Let’s be clear that if your organisation implements the measures above, and tests and maintains them, it’s likely there will be a significant drop in attackers exploiting your users to gain initial access. But it’s still worth training users to spot suspicious links. Why is this?
- Firstly, because one of the above controls may fail, and so defence in depth is always good.
- Secondly, a determined attacker who is very focused on finding a route into a particular company network may also target users’ personal accounts to get to their end objective. So it’s ideal if users can also spot suspicious emails in their personal accounts, where organisational protections aren’t in place. (This has the added benefit that it also helps protect them against phishing that seeks to steal money or otherwise extort them.)
- And finally, if users can spot suspicious emails and have the mechanisms to report them, it can be a really useful source of intelligence for organisations, throwing light on compromise attempts that otherwise might be missed. This is particularly true for organisations facing greater threats.
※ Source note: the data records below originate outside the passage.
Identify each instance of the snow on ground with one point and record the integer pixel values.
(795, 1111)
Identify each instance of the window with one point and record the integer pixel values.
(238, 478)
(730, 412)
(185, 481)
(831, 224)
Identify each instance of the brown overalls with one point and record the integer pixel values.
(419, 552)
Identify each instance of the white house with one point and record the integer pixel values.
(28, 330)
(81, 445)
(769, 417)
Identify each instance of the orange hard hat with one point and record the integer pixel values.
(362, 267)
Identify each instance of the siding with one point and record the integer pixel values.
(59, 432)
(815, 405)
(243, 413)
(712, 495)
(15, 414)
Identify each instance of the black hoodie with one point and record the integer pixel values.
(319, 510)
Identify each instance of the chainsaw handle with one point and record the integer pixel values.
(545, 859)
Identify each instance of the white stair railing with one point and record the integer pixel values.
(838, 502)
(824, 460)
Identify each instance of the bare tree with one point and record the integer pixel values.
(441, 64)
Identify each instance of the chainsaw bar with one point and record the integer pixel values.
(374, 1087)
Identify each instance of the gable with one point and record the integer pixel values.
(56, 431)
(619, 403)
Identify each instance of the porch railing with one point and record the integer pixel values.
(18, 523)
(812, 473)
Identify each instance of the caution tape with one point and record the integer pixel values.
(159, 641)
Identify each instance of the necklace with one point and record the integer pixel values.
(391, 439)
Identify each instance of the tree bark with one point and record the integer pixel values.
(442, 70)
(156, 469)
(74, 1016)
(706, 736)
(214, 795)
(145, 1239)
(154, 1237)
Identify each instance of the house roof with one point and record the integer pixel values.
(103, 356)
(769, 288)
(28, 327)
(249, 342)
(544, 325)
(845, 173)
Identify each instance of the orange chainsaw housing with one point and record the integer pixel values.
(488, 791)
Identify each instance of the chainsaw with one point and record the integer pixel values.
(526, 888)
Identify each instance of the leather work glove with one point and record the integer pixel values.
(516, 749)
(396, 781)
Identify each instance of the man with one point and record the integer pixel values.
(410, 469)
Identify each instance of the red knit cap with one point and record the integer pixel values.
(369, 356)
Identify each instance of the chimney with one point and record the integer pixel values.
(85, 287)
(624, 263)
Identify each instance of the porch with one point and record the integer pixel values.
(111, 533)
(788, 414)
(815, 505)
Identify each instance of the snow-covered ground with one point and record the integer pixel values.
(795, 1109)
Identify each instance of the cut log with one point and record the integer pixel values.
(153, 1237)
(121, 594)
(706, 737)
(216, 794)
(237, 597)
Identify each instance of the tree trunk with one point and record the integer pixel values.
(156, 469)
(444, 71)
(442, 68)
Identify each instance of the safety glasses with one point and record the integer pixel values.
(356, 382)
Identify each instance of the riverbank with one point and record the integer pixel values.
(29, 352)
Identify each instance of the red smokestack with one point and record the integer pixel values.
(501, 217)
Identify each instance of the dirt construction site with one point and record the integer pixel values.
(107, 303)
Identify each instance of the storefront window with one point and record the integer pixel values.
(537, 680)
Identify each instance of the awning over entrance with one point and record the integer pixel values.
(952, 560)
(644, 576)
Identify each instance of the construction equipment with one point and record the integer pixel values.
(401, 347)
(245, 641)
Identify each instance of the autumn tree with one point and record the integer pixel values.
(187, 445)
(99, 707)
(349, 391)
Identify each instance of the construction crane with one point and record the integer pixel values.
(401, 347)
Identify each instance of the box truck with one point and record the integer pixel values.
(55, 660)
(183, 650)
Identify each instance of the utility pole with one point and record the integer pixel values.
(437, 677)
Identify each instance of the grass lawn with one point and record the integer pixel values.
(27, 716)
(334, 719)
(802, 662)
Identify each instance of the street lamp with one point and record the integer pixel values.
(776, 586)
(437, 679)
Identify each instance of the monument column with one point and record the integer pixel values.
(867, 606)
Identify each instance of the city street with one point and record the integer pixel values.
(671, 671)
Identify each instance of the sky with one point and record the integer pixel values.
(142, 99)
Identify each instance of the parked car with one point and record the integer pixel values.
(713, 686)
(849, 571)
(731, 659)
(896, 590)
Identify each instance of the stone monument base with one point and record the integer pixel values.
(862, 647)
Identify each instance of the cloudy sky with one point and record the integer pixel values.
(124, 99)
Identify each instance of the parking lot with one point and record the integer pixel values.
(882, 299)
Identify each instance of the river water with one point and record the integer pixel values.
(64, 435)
Building A Strong Reporting Culture
It’s time for organisations to move away from using blame and fear around clicking links, even if it’s usually unintentional. This means, for example, not running phishing exercises that chastise users for clicking on bad links.
Imagine a scenario where a user isn’t embarrassed to report when they’ve clicked on a malicious link, so they do so promptly, the security team thanks them for their swift action, and then works quickly to understand the resulting exposure. This is a much more constructive sequence of events, and with the added security benefit that an attack is identified early on.
We should also make it easy for users to report suspicious emails, such as using email add-ins widely.
Usability And Security Can Go Together
This article is a call to encourage organisations to think about the question from a different perspective. We know that telling users not to click on bad links just isn’t working, so let’s suspend belief for a second and think about it in a different way. What would we do differently if we were actually encouraging users to click links without fear?
We’re not of course, but the point here is that we don’t have to choose between usability and security. Bringing the two together can achieve the right level of security, while also allowing people to get on with their jobs, and without blaming them when things go wrong.